Hacker News new | past | comments | ask | show | jobs | submit login

The commit that fixes this issue:

https://github.com/gitster/git/commit/684dd4c2b414bcf648505e...

(Surprise, the root cause is a cache)




Another cachelty


well played. I think that just got added to my standard vocabulary. Caching has caused more errors and bugs that I've had to deal with than I can recall. My favorite was an off by one error where we returned nicely cached info -- just for the previous user who came through our system! :facepalm: That was a bad one.


That's because essentially, "state" and "caching" are the same thing on some level.
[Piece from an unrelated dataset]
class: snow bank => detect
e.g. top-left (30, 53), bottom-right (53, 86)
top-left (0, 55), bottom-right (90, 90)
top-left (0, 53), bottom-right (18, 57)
And the problem with state is that you have to make sure all your state transitions don't cause bugs. What we know as a "cache" is essentially creating new state representing existing state, with all new transitions...


I like to look at caching as a form of denormalization - introducing redundancy to improve performance. And whenever we have redundancy, we have to make sure all our copies are synchronized, which can be tricky, especially in a concurrent environment.

On the other hand, the whole point of normalization in databases is to avoid redundancy and have "single source of truth".

I find the concepts of normalization and denormalization applicable and helpful outside databases as well, though a different terminology is often used.


In that light, a cache is a form of partition, so it can be available xor consistent with its source.

https://en.wikipedia.org/wiki/CAP_theorem


Cache is a type of state but not necessarily the other way around


In the efficient implementation of a pure functional language (say Haskell without MVars), what really is the difference between state and cache?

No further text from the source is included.